Platinum boom on the horizon? Not so fast!

Palladium has been the stand out performer in commodity markets over the past three years – up 160%. Palladium, mainly used in catalytic converters to control emissions from gasoline engines has been supported by a switch away from diesel vehicles and by the introduction of tighter vehicle emissions standards in China and elsewhere in the world.

Investors look to play the price differential

Investors reluctant to follow the bull market in palladium have been looking at alternative ways to bet on increasing emissions standards. The other main metal used in catalytic converters is platinum. Platinum demand has been under pressure since 2015 following the Volkswagen diesel-engine emissions cheating scandal in the US.
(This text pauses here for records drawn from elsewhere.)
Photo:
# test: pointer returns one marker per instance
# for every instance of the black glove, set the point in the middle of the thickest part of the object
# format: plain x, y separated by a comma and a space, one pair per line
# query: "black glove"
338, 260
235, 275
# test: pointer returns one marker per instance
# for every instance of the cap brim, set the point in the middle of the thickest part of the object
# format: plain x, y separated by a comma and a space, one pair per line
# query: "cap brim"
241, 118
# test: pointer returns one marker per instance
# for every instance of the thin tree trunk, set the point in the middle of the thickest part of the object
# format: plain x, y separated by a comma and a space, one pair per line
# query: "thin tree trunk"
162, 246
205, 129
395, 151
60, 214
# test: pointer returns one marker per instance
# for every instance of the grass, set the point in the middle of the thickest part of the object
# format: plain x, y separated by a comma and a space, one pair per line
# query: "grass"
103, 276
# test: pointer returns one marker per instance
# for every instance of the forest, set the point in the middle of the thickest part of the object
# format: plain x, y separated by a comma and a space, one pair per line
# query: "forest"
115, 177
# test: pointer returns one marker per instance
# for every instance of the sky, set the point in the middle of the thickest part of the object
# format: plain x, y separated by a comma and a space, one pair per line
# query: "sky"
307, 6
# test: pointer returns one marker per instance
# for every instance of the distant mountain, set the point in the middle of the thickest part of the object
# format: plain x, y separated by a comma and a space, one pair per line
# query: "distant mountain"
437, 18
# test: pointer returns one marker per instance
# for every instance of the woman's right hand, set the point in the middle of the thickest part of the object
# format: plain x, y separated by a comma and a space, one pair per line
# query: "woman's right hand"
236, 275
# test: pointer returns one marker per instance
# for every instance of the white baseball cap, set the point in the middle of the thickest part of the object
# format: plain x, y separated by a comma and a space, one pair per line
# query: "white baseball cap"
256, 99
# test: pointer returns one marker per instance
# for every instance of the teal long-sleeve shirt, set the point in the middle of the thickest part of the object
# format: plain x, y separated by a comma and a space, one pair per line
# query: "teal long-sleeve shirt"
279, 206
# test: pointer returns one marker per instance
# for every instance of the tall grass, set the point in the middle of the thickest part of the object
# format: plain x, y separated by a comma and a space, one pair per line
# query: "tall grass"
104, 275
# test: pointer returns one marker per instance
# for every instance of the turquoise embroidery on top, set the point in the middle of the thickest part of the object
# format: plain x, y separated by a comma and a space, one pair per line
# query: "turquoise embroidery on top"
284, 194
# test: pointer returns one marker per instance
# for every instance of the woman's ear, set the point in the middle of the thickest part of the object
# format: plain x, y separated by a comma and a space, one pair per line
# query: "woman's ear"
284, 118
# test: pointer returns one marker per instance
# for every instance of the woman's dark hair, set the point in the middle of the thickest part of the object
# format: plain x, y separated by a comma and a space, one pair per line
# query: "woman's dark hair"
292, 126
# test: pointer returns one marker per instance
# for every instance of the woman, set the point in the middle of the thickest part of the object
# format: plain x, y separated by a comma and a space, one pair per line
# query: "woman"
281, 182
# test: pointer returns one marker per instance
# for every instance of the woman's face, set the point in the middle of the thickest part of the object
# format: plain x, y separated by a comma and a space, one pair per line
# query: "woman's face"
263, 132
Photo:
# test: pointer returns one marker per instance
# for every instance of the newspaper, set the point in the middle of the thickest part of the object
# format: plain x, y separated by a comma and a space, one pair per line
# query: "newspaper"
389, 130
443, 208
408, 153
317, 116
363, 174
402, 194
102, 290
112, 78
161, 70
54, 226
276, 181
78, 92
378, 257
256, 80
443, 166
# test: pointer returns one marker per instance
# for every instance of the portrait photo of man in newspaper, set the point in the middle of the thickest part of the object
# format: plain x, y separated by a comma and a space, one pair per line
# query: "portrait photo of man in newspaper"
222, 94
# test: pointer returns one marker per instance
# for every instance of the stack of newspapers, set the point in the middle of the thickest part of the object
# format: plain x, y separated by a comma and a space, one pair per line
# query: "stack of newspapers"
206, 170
Platinum is extremely cheap  compared with palladium. Platinum prices have declined by 17% over the past three years while the platinum/palladium ratio has declined to its lowest level since 2001.
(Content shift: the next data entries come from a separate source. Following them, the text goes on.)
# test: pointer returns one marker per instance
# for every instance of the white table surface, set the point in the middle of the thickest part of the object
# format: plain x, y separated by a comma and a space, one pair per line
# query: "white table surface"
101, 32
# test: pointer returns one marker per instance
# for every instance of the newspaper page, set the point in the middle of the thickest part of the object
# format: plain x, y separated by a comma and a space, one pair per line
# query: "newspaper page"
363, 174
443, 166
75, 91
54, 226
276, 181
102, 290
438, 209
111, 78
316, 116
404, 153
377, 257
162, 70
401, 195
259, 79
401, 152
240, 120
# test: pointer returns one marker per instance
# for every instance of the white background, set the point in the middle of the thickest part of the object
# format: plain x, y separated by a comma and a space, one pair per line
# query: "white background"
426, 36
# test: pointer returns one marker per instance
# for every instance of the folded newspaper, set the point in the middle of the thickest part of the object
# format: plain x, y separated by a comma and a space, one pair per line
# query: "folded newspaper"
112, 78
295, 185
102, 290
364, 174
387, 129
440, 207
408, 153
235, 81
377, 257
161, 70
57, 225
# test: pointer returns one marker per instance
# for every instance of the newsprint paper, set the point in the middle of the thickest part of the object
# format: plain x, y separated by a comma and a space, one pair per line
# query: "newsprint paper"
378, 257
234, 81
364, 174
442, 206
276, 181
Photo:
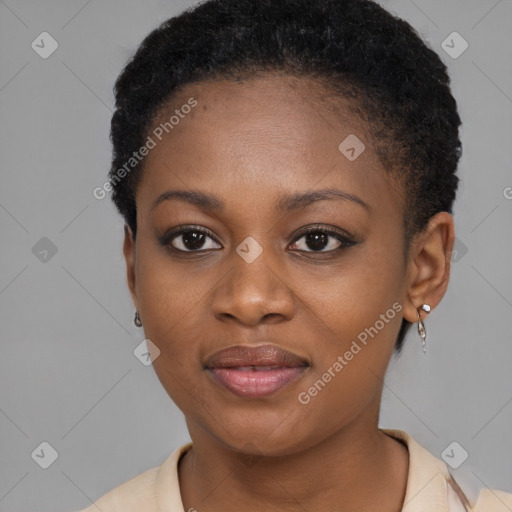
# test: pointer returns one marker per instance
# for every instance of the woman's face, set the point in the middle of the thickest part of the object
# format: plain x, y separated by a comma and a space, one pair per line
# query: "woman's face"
333, 300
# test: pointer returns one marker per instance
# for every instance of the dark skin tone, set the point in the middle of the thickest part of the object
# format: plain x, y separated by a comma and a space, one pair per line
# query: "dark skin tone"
251, 144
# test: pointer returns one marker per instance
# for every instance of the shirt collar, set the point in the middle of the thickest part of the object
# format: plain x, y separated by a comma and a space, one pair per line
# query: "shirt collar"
426, 489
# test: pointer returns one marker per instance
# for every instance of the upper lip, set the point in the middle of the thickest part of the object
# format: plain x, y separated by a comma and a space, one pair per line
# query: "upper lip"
260, 355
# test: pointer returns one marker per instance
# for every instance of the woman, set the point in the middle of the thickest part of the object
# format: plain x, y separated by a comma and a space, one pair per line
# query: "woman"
286, 172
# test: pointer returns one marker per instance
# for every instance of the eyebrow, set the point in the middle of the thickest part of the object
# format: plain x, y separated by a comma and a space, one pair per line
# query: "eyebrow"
210, 202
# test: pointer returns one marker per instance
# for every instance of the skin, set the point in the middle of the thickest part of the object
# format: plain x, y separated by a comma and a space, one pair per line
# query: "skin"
251, 143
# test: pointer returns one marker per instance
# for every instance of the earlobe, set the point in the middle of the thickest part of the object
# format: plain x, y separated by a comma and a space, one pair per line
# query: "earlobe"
129, 256
429, 265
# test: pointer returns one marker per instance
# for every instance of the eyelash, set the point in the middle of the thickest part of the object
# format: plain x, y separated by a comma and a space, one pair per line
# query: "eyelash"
346, 241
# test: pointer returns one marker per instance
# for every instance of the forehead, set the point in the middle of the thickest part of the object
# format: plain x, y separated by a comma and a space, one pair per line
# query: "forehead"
256, 140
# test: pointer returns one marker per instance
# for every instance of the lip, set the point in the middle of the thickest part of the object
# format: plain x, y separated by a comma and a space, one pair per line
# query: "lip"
255, 371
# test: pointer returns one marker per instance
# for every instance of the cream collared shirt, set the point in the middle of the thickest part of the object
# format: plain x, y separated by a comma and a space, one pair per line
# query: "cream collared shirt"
428, 488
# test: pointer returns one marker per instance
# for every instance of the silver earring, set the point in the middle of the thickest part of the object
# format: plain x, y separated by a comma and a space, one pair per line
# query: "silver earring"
421, 327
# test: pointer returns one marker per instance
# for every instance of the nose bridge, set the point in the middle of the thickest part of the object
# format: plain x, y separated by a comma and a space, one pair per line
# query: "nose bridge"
254, 286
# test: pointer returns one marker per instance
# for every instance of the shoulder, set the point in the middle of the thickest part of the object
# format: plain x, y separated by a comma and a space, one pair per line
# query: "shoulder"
492, 500
145, 491
429, 477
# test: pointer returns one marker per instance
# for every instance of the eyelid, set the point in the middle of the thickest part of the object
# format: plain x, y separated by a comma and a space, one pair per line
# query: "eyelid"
345, 238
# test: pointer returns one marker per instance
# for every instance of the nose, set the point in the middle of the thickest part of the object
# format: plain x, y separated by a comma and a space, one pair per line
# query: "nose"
253, 293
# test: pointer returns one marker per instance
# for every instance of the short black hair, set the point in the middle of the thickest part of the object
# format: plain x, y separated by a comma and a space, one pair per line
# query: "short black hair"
400, 86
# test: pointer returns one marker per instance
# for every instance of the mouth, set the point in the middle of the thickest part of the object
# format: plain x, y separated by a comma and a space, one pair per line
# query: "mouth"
255, 372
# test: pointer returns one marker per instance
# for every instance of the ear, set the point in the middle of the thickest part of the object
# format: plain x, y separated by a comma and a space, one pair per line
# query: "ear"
429, 265
129, 256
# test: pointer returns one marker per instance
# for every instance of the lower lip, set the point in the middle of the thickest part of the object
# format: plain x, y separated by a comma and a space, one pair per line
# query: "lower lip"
255, 383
Chart 1: Platinum/palladium ratio

However, that of course doesn’t mean the ratio has to correct through higher platinum prices. Lower palladium prices and/or a combination of the two works just as well.

Switch to platinum will take time

Some investors it seems are backing the former. Holdings in platinum-backed ETFs have surged by 15% this year to reach a 4 year high as investors bet that carmakers will start to use the metal in petrol car catalysts.

But according to the car industry a substitution towards diesel is far from being a done deal. Rahul Mital, global technical specialist at General Motors suggested at a London Bullion Market Association meeting late last year that it would take some time to switch and even then the price benefits don’t necessarily warrant it:

“Any time you want to make a substitution like that, it is at least 18 months to a two-year cycle if we’re going to switch. We have to be careful that by the time we do all that.”

According to the World Platinum Investment Council (WPIC) a 5% substitution would mean a 14% increase in platinum demand from the automotive demand segment. However, given that catalyst demand is roughly half as important to platinum demand as it is for palladium (40% vs 79%) it may take a large switch to have a material impact on overall platinum demand.

Chart 2: End market demand

Fog of uncertainty

The car industry is battling declining sales in China and other markets. If auto-sales growth really does fall off a cliff (perhaps if a global recession hits) then demand for both palladium and platinum decline.

Chart 3: Annual growth in car sales in China

The car industry is facing increasing demands to invest in electric vehicle capability to head off the perceived threat from Tesla and others who have a head start. Is now really the time that they will be tinkering with the amount of metal in their catalytic converters?

History is also not on the side of price booms in metals thought essential continuing indefinitely. Just look at the price of cobalt over the past year and rhodium a decade ago.

Related article: What lessons does rhodium have for commodity investors?

Constrained supply after one-off boost

A new report by the WPIC predicts that platinum mine-level output will rise by 6% increase in 2019 to 6.46 million ounces on top of a 3% boost to recycling. The WPIC said supply growth would come mainly from the release of material stockpiled by mines and smelters in South Africa (responsible for 70% of global mined output) during upgrades and maintenance over 2017 and 2018. If this occurs it will clearly be a one-off boost to supply.

More generally platinum output from South Africa is frequently disrupted by power cuts, strikes and unrest. There seems little chance of that changing. More than 60% of South Africa’s platinum mining industry is loss-making or marginal according to Minerals Council South Africa. Labour costs have been increasing faster than inflation, whilst revenue from metal sales has been declining due to low platinum prices.

Chart 4: Forecast change in platinum supply

An industrial metal but a precious one too

Both platinum and palladium have their uses in applications other than catalytic converters. Jewellery for one but they are also held by investors as a ‘beta’ version of more commonly held precious metals like gold and silver. If gold prices come under pressure (perhaps because of reduced geopolitical tensions, lower inflation expectations and / or higher bond yields) then investor demand for palladium and platinum will also suffer.

Unlike gold and to a lesser extent silver, the PGMs suffer from poor liquidity and an opaque market. The PGM group of metals (palladium, platinum, rhodium and others) are very small markets relative to gold or indeed even silver. This means that prices can go from being an investors best friend to their worst enemy in the blink of an eye.

Related article: Platinum prices: The top 10 most important drivers

Platinum prices have been on a downward trend since 2011 frequently coming up against trend line resistance along the way. Since August prices have attempted to push up towards the trend line again (rising $100 per oz to reach $875 per oz) before failing to push past in in late February and then retracing half of that run-up in just a few days.

Chart 5: Platinum prices

Although speculators have recently turned net long it is going to take a break of this trend-line combined with confirmation of car-makers intent to seriously switch towards platinum for investors to run platinum higher.